Cybersecurity Compliance Gets Tougher
New regulations with little harmonization make life difficult for firms.
Another high-profile corporate hack puts cybersecurity back into the spotlight as thieves made off with 1.5 TB of data from HBO, including scripts of upcoming Game of Throne episodes.
The bad news for financial institutions is that this elevated focus on cybersecurity will make meeting their cyber-security regulatory mandates only more challenging as more jurisdictions ramp up their cyber-security requirements.
The laws are changing all the time as New York, Colorado, and Connecticut enhance their cybersecurity laws, said Chad Pinson, managing director at Stroz Friedberg during a panel discussion hosted by the US Securities and Exchange Commission and FINRA. “It is hard to keep up with what those different states require.”
There is little to no chance that financial firms will find relief from any Federal preemption law that would supersede state data protection and data breach notification laws added fellow panelist Richard Johnson, an attorney at the law practice Jones Day.
“That is something that has been talked about, but that is not even under consideration at the moment,” Johnson said.
As a result, firms that experience a breach that involves consumer information will have to comply with as many state laws as locations where they have customers, he added.
To complicate cyber-security compliance even further, each regulator brings its own focus to cybersecurity that makes it difficult to harmonize with other regulators.
State regulation tends to focus on protecting the consumer and help state attorneys general get re-elected, according to Pinson.
At the Federal level, the US Department of Justice is more interested in who orchestrates the data breaches, added Shamoil Shipchandler, Regional Director, Fort Worth Regional Office, at the SEC and who moderated the panel.
“They are not looking at victims,” he said. “They are looking at them more as witnesses and looking at the companies only to the extent that they can help identifies witnesses and how they were compromised.”
Industry regulators, such as the SEC and FINRA, look to acknowledge a firm’s cybersecurity status, but they do not issue overly prescriptive check list that every regulated firm must meet.
“We are not going to come close to doing that,” said Shipchandler. “And the reason is that we do not speak like that because everyone is different in shape of their organizations, their structure, and their assets. The more prescriptive we get, the more likely we are going to force firms to incur costs that are going to be passed down to the very individuals that our mission says we have to protect.”
FINRA shares the same reasoning for not issuing a prescriptive list of cybersecurity mandates, according to David Kelley, surveillance director at FINRA.
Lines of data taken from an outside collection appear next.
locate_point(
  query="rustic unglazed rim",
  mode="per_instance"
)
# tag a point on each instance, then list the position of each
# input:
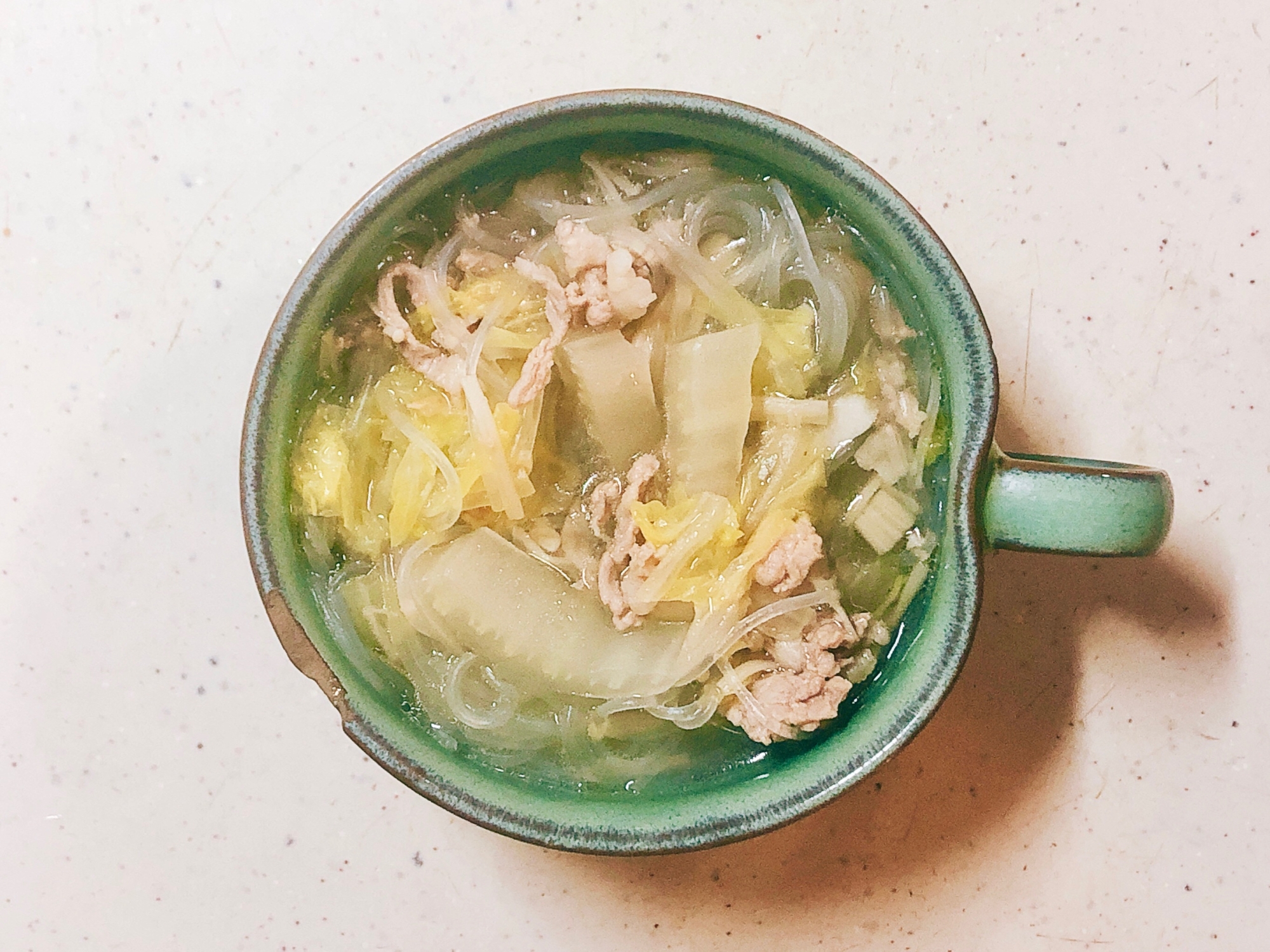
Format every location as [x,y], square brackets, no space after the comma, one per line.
[940,623]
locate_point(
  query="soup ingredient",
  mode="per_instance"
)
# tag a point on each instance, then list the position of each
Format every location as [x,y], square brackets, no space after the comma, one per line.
[615,388]
[643,445]
[708,404]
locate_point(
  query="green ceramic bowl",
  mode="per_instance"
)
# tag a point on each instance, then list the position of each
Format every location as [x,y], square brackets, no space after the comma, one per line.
[990,499]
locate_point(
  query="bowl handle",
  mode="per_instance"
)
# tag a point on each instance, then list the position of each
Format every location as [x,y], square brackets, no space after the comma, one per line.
[1080,507]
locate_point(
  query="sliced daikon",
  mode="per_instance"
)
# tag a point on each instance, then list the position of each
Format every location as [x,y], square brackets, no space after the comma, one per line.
[850,416]
[509,609]
[708,406]
[886,453]
[886,519]
[615,389]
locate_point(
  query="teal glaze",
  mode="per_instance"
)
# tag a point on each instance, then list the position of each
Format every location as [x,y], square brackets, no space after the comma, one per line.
[934,637]
[1081,507]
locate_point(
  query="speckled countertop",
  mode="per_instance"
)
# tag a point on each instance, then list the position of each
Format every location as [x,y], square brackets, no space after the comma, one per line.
[1099,777]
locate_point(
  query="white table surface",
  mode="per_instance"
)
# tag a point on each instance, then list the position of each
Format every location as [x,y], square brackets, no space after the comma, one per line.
[1099,776]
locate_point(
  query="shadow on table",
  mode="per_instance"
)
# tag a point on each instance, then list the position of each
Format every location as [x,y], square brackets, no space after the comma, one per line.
[1003,732]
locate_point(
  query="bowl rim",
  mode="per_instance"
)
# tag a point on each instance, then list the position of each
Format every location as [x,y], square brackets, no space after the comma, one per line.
[965,493]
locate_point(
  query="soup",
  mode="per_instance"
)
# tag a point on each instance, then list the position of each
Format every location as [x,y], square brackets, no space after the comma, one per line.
[632,466]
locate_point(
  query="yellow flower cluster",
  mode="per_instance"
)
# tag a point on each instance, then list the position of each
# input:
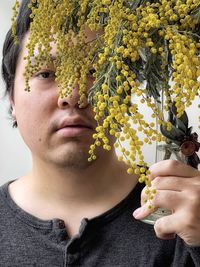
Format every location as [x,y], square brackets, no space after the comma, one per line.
[136,42]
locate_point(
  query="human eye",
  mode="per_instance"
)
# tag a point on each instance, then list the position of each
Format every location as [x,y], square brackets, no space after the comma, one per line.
[45,74]
[91,73]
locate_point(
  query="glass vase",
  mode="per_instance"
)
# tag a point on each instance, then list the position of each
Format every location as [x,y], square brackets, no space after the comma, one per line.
[164,151]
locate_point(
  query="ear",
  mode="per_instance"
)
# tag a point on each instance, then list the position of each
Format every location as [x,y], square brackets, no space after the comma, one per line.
[13,113]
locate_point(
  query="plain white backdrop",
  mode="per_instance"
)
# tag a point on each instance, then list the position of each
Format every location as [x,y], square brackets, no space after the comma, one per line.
[15,159]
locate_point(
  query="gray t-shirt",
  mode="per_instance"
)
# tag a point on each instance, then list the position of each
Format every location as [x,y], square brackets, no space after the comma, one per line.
[112,239]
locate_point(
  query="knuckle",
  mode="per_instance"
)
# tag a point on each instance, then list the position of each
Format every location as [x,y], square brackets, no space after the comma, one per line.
[156,181]
[158,227]
[172,163]
[194,199]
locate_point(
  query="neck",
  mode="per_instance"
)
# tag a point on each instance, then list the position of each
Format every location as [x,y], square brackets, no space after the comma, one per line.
[63,185]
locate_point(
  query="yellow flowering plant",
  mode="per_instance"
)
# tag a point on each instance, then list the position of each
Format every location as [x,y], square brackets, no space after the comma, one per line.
[143,48]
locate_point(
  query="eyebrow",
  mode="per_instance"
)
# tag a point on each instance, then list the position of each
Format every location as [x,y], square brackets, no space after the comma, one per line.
[44,59]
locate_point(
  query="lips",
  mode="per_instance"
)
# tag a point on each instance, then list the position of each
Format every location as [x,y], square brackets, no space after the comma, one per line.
[74,127]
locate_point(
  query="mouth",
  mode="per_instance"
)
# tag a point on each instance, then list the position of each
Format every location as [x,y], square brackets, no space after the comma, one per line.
[73,130]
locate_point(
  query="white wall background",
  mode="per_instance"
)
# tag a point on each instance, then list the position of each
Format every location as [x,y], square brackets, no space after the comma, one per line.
[15,158]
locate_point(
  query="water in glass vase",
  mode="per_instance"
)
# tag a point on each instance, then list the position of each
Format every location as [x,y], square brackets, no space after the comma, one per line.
[164,151]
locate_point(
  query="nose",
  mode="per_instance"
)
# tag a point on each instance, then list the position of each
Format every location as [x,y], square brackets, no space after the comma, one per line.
[73,100]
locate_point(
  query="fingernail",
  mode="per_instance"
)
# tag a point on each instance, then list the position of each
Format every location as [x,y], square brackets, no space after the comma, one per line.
[136,213]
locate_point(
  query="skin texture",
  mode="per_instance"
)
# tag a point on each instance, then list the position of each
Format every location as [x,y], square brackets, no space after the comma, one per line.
[62,183]
[178,189]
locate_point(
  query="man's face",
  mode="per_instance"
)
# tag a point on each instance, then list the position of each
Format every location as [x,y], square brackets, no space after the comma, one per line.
[56,130]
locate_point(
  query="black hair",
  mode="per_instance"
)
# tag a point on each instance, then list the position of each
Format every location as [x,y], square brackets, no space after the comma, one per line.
[11,50]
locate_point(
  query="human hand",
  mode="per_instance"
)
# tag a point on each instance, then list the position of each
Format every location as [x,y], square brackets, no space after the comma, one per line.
[178,189]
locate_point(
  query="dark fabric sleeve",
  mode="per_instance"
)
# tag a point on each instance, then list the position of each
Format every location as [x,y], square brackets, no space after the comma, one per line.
[195,254]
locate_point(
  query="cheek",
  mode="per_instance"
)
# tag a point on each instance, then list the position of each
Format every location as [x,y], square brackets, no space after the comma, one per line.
[32,113]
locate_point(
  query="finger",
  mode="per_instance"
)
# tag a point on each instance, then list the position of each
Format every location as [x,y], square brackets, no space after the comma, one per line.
[165,227]
[166,199]
[172,168]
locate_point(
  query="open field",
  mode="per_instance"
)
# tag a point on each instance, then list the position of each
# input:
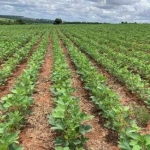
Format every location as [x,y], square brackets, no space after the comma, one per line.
[75,87]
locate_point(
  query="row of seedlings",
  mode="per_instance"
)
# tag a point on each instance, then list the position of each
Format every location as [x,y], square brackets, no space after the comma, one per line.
[131,80]
[15,106]
[10,65]
[118,117]
[67,117]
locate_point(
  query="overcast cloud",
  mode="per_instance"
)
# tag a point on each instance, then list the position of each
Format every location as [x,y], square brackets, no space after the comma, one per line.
[80,10]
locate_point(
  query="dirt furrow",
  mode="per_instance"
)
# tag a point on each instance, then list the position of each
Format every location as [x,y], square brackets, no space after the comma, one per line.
[99,138]
[126,97]
[6,88]
[37,135]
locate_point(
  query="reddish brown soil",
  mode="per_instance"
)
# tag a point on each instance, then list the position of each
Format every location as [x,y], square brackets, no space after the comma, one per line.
[100,138]
[126,97]
[37,134]
[6,88]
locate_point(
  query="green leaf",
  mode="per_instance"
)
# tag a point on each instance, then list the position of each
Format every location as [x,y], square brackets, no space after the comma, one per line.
[3,147]
[85,128]
[15,147]
[136,147]
[62,148]
[147,139]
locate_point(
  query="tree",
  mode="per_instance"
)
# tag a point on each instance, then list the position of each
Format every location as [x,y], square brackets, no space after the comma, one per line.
[57,21]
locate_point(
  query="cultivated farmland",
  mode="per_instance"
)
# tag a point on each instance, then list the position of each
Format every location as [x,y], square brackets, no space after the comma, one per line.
[75,87]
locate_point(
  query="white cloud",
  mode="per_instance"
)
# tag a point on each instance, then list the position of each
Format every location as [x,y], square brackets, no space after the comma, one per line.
[80,10]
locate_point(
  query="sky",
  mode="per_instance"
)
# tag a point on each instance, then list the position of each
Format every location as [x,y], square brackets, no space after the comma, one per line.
[113,11]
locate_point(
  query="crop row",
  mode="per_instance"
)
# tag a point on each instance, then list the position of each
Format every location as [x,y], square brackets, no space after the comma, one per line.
[11,64]
[118,116]
[133,63]
[131,80]
[15,106]
[66,118]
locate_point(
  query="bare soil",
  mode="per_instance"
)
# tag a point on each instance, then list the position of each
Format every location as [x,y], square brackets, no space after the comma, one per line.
[6,88]
[37,135]
[100,138]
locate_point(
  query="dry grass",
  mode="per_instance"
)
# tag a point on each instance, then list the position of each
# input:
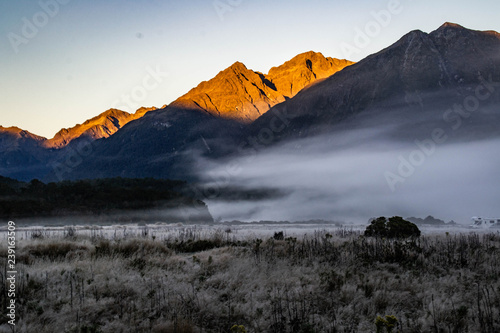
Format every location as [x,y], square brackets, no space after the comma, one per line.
[318,283]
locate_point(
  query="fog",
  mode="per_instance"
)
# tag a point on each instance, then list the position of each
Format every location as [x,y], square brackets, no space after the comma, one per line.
[355,175]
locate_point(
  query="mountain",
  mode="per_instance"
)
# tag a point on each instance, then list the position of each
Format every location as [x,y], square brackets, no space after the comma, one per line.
[205,120]
[409,86]
[20,152]
[101,126]
[448,79]
[241,94]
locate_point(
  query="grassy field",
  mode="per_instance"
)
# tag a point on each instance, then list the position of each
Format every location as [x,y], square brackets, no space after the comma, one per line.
[323,281]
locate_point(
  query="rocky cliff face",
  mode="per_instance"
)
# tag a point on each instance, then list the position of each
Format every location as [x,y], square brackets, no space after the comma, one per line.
[241,94]
[417,78]
[20,152]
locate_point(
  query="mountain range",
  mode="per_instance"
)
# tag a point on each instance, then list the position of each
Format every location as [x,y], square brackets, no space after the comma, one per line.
[422,82]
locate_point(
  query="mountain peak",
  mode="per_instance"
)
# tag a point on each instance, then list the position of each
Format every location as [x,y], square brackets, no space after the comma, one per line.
[242,94]
[451,25]
[238,66]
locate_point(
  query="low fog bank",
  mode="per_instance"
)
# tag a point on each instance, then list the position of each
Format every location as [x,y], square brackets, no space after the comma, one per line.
[355,175]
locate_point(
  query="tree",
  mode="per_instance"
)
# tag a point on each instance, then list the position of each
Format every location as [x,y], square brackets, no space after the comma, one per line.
[395,227]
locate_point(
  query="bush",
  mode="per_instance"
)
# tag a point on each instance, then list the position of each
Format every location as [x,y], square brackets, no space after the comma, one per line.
[396,227]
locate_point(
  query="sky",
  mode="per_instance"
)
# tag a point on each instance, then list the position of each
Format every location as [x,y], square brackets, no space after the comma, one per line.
[65,61]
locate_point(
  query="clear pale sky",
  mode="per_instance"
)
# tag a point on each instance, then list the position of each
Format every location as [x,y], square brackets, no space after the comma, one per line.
[85,55]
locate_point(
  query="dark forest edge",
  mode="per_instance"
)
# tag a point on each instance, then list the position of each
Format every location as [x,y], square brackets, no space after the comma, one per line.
[100,197]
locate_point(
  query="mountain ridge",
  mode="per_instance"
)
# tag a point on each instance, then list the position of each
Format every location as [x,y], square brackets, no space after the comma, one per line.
[241,94]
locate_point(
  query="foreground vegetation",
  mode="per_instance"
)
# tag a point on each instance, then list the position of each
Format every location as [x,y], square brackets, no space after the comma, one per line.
[321,282]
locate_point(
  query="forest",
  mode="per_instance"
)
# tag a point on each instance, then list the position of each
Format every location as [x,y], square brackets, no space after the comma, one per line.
[95,197]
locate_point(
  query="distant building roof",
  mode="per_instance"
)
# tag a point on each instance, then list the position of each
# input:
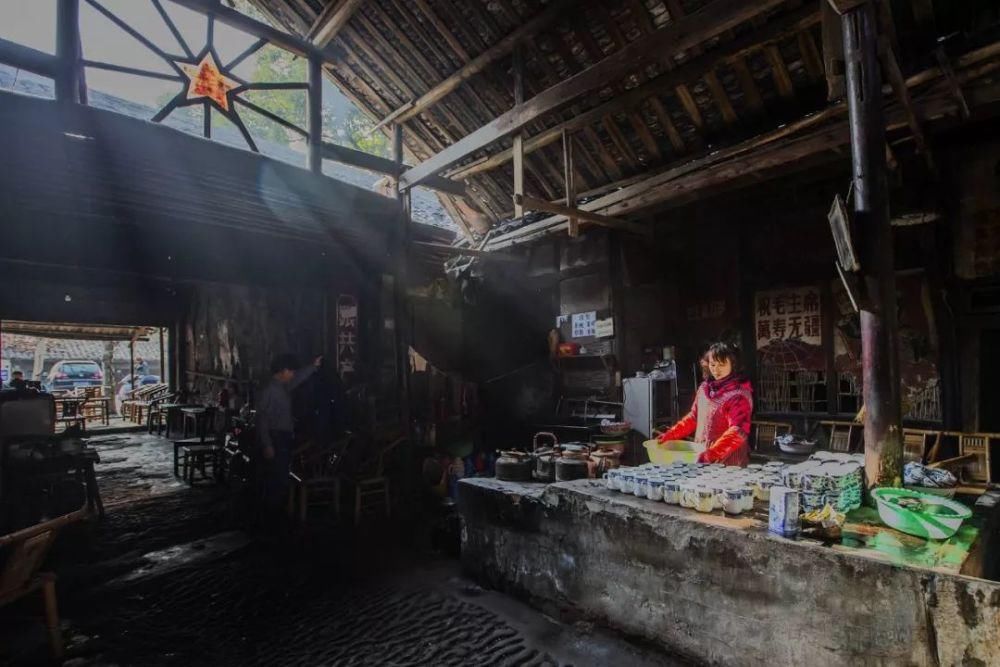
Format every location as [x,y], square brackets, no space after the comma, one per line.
[425,209]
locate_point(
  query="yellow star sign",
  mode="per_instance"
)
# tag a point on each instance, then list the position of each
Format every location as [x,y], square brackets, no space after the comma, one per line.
[206,80]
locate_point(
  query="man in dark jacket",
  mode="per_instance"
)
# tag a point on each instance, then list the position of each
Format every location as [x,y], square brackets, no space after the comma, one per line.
[275,425]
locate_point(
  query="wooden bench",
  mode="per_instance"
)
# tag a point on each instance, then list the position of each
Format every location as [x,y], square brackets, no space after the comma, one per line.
[24,553]
[842,434]
[200,457]
[766,433]
[135,407]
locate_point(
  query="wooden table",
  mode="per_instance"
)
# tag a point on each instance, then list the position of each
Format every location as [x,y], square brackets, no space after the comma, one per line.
[198,418]
[68,411]
[172,412]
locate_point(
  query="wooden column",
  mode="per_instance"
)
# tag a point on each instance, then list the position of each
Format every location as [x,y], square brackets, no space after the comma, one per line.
[315,115]
[879,326]
[163,358]
[67,78]
[518,147]
[574,222]
[404,327]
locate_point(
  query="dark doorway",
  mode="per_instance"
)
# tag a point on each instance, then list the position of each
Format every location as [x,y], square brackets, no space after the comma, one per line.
[989,388]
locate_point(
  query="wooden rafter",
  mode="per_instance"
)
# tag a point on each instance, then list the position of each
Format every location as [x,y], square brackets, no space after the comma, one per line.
[898,83]
[789,146]
[689,31]
[332,20]
[751,94]
[695,68]
[721,98]
[484,60]
[782,79]
[584,216]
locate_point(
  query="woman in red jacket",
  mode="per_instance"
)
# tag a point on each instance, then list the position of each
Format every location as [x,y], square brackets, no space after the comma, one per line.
[720,416]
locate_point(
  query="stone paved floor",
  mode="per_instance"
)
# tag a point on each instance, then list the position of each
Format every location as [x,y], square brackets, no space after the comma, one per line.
[170,578]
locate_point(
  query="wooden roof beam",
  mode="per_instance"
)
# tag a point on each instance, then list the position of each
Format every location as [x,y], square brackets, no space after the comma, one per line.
[583,216]
[332,20]
[756,155]
[898,82]
[690,31]
[485,59]
[695,68]
[244,23]
[381,165]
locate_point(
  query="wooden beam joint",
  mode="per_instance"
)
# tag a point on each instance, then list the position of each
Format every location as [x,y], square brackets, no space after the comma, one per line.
[535,204]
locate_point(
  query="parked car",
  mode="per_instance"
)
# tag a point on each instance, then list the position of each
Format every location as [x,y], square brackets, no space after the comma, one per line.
[124,387]
[69,375]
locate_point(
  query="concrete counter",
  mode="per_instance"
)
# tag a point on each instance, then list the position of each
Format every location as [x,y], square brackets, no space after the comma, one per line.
[720,590]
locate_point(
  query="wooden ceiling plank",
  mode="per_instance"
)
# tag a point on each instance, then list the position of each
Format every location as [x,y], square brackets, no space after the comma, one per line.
[584,216]
[721,98]
[782,79]
[694,68]
[375,55]
[619,141]
[486,58]
[409,49]
[612,168]
[646,137]
[751,93]
[811,58]
[443,29]
[687,101]
[676,141]
[695,28]
[332,20]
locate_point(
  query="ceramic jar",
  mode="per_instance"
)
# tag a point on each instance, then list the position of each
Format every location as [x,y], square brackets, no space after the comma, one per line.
[654,488]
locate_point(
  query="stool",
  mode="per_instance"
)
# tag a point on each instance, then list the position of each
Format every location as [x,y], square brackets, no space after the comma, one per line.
[199,457]
[178,445]
[370,492]
[304,492]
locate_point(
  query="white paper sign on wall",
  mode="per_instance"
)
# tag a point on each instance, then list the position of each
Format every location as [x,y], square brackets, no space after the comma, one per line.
[604,328]
[583,324]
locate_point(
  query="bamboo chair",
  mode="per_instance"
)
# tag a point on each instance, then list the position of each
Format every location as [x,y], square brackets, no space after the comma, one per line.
[841,435]
[20,573]
[917,443]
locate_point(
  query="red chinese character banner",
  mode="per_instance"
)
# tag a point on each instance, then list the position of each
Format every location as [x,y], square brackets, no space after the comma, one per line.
[789,315]
[347,333]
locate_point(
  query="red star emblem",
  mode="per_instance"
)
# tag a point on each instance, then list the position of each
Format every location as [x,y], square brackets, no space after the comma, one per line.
[206,80]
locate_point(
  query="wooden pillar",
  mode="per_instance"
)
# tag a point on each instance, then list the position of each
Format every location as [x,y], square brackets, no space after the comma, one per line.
[574,223]
[879,326]
[67,79]
[518,147]
[315,115]
[402,256]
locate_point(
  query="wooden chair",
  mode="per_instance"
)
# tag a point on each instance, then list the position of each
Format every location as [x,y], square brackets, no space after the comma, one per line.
[372,489]
[768,432]
[134,408]
[977,447]
[96,407]
[314,478]
[199,458]
[149,398]
[20,573]
[841,434]
[917,443]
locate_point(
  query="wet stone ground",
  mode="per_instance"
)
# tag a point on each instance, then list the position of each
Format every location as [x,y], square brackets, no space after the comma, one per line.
[171,577]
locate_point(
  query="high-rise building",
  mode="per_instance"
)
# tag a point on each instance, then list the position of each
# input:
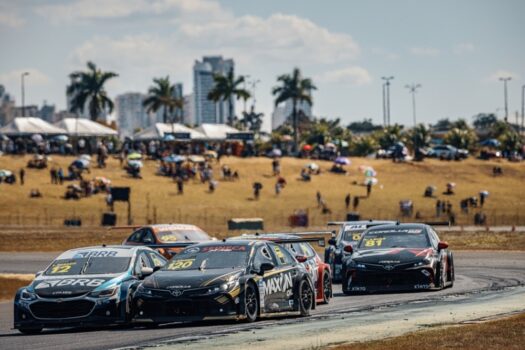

“It would be hard to write a rule that that says you have to do these particular items,” said Kelley. “It just does not make any sense right now.”
However, Kelley noted that FINRA issues a report on cyber-security practices in February 2015, which should give firms the areas in which FINRA is interested.
The best response would be for firms to triangulate their cyber-security strategies with the various compliance requirements, according to Johnson.
“I think firms want to be in the position, just to minimize their possible legal and regulatory liabilities, to be checking a lot of the boxes that are in common across the board,” he said.